Spring wheat producers were estimated to have planted 49% of their intended acres, down from 64% last year and the five-year average of 68%. Some 24% of the spring wheat crop had emerged as of Sunday, vs. 20% last year and the average of 40%.

Condition ratings for the top winter wheat growing state of Kansas declined a bit further to 12% good/excellent and 59% poor/very poor, compared with 13% good/excellent and 56% poor/very poor a week earlier. The Oklahoma crop, meanwhile, was rated just 5% good and 78% poor/very poor, down from 6% good and 75% poor/very poor previously.

In contrast, crop conditions remained generally favorable in major SRW wheat growing states. The Illinois crop was rated 62% good/excellent, down slightly from 63% a week earlier. The Ohio crop was rated 58% good/excellent, up from 55% previously, while the Missouri crop was rated 52% good/excellent up from 51%.

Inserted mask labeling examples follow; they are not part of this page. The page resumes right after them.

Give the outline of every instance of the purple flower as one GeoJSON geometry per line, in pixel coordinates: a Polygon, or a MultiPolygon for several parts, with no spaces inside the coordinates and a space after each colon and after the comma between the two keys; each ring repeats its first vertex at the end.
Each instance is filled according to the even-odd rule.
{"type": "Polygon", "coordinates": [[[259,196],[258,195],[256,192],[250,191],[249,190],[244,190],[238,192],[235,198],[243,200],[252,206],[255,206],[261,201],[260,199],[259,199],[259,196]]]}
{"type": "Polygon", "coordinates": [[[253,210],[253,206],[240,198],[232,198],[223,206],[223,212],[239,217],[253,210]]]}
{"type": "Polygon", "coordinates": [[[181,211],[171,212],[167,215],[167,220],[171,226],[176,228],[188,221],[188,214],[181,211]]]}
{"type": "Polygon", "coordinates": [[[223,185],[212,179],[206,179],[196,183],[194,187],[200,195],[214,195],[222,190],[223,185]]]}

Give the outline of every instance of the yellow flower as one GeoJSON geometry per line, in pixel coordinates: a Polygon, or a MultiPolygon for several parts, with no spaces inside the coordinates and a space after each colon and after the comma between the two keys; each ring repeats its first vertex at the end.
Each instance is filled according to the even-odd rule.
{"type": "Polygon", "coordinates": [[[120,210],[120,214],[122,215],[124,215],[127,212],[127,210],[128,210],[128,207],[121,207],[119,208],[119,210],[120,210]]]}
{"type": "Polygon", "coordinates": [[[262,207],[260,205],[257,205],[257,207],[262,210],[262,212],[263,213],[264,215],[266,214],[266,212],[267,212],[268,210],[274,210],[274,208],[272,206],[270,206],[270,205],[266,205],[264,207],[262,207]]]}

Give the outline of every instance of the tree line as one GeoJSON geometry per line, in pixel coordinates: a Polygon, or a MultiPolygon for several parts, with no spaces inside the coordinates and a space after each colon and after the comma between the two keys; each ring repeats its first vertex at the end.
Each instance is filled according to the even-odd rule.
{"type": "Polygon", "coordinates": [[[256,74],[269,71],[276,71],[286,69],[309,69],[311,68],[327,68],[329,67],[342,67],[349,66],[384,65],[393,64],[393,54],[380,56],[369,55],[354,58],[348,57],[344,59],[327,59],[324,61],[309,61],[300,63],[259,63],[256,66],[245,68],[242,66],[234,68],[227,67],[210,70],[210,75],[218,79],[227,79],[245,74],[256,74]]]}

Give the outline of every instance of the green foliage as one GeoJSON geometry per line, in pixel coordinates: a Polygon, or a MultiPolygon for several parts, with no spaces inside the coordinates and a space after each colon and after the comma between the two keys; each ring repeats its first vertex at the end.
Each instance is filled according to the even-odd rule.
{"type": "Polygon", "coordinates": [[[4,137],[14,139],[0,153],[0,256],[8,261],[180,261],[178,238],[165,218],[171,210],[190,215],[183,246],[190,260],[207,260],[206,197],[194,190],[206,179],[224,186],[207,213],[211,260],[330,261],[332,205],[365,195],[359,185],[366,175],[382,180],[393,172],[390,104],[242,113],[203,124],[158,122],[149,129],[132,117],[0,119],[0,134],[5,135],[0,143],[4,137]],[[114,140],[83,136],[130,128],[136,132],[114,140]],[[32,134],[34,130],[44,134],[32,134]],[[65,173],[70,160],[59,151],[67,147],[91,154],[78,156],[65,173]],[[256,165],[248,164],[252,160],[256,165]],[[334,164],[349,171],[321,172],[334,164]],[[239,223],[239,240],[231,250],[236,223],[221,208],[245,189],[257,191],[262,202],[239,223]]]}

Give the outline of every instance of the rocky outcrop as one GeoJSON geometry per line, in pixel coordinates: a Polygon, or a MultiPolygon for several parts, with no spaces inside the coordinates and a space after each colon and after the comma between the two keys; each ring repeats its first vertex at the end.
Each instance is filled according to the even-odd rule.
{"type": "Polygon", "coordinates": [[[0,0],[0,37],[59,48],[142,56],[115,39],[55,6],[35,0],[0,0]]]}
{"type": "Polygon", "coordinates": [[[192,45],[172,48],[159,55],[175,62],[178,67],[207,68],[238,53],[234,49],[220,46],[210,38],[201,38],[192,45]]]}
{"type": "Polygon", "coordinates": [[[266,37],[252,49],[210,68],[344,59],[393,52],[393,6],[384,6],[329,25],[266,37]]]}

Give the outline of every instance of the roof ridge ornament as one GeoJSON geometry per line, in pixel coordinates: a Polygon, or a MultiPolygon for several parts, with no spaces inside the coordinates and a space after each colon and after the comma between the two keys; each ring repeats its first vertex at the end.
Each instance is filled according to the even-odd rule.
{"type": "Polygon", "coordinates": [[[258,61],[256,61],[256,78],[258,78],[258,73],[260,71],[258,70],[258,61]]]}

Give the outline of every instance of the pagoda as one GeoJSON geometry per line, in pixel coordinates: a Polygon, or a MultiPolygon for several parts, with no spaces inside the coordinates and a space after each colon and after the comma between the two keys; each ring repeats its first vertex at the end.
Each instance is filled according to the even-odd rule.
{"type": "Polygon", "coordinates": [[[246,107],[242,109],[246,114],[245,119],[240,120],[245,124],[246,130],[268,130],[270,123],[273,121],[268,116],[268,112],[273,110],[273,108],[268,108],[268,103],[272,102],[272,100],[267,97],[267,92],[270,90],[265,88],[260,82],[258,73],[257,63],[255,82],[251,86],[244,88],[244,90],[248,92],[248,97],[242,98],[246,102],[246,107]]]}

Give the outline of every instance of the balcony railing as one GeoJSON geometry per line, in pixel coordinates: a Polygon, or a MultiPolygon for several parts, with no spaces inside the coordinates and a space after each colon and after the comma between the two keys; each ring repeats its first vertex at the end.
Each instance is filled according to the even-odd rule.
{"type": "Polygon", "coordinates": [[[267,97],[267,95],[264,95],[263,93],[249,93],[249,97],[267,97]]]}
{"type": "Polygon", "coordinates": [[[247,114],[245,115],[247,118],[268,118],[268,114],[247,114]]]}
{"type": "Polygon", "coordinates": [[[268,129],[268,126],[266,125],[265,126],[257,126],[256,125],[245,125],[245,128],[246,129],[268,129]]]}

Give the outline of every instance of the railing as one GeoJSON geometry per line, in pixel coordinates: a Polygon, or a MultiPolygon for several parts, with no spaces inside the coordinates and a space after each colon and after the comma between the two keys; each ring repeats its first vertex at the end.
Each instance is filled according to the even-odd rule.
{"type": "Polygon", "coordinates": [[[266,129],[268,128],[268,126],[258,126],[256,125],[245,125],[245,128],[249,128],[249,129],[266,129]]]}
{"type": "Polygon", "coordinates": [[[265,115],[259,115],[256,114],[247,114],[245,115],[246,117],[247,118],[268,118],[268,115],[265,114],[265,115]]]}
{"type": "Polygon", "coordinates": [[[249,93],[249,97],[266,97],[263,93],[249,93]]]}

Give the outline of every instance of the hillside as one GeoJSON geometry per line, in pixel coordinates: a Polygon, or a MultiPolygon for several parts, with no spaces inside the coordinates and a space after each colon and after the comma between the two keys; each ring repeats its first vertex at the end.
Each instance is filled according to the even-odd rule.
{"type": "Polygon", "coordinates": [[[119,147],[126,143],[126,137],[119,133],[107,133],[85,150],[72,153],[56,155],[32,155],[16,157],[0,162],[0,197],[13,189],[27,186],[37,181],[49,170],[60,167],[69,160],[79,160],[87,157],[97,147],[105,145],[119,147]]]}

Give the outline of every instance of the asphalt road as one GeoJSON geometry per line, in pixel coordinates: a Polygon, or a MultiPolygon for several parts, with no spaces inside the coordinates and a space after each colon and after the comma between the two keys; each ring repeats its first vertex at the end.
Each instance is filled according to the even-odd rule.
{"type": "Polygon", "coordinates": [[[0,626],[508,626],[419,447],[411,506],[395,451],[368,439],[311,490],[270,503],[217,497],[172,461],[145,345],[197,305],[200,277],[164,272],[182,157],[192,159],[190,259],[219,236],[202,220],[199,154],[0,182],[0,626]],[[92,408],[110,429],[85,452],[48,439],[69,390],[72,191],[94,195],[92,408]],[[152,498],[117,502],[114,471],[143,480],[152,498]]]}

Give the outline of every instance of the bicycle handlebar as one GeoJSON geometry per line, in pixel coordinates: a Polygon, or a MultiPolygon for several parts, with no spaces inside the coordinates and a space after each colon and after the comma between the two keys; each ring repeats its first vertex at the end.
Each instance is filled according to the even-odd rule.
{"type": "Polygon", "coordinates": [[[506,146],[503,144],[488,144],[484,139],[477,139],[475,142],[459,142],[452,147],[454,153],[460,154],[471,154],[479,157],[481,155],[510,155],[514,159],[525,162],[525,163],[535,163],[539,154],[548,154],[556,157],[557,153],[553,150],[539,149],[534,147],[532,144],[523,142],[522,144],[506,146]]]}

Last week’s rains largely missed key growing areas in the western third of Kansas, western Oklahoma and the Texas Panhandle. The 6- to 10-day forecast does strongly favor above-normal rainfall for that area, but it will be too late to help most fields and may only delay the start of harvesting.

Some 89% of the Texas winter wheat crop was already heading as of Sunday, against the five-year average of 88%, while 96% of the Oklahoma crop was heading versus an average of 94% and 71% of the Kansas crop was heading.